More than 80 percent of Syria's children have been harmed by the country's conflict, including growing numbers of those who were forced to work, join armed groups or marry young because of widening poverty, the U.N. children's agency said Monday, on the fifth anniversary of the crisis.

Peter Salama, the agency's regional chief, called on donor countries to make good on money pledges made at a Syria aid conference in London last month. His agency, UNICEF, seeks $1.16 billion for 2016 to help Syria's children, including close to 3 million who are not in school.

The agency has so far received only 6 percent of the amount it seeks for this year. Salama said it would make more sense for donors to provide the funds early on and enable more effective, longer-term planning.

"Let's stop the suffering now, let's ensure that they (Syria's children) have a future, and they see that they have a future," Salama told The Associated Press. "We have an opportunity still to save this generation."

Salama spoke as the U.N. envoy for Syria, Staffan de Mistura, reconvened indirect talks in Geneva between representatives of Syrian President Bashar Assad and opposition groups trying to topple his government. The talks resumed after a fragile, partial cease-fire took hold on Feb. 27.

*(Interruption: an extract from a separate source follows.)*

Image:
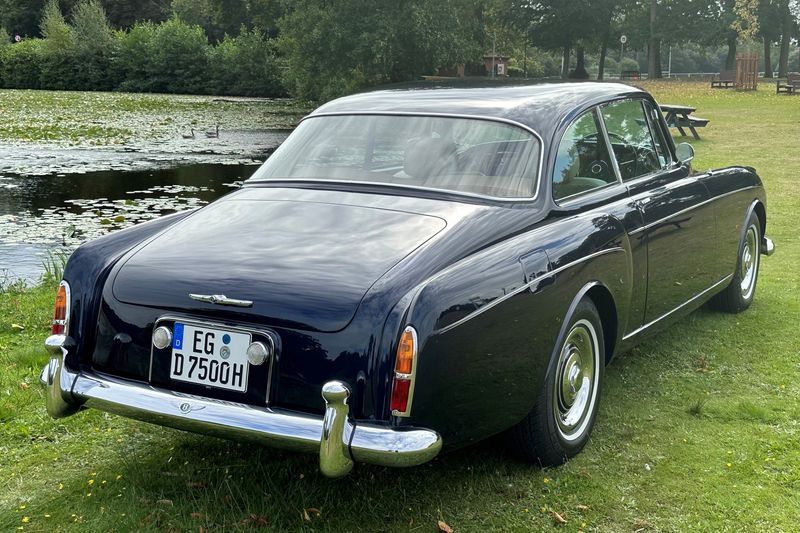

The Syria conflict began in March 2011 as a popular uprising against Assad that quickly escalated into civil war. Since then, more than 250,000 people have been killed. Almost half the pre-war population of 23 million has been displaced, including more than 4.8 million who fled their homeland.

UNICEF said the conflict has affected more than 80 percent of Syria's children, including 7 million who now live in poverty. This has led to growing numbers of children leaving school to work, marrying young or joining armed groups, as a way of supporting their families financially, the agency said.

In refugee camps in Jordan, one-third of marriages involve girls under the age of 18 — triple what it was in 2011.

Armed groups are recruiting more children and younger children. More than half the UNICEF-verified cases of children recruited in 2015 were younger than 15, compared to 20 percent in 2014, the report said.

The agency said it was able to confirm 354 cases of recruitment in 2015, compared to 278 in 2014.

"We now face a new and disturbing era, a new and disturbing set of patterns of violations against children's rights that pushes the frontiers of brutality, even during times of war," Salama told a news conference.

The agency verified some 1,500 cases of grave attacks on children in 2015, with 400 children who were killed and 500 wo were maimed, many in or near school. Salama said that this is "the tip of the iceberg."

"In short, no place today is safe for Syria's children," he said.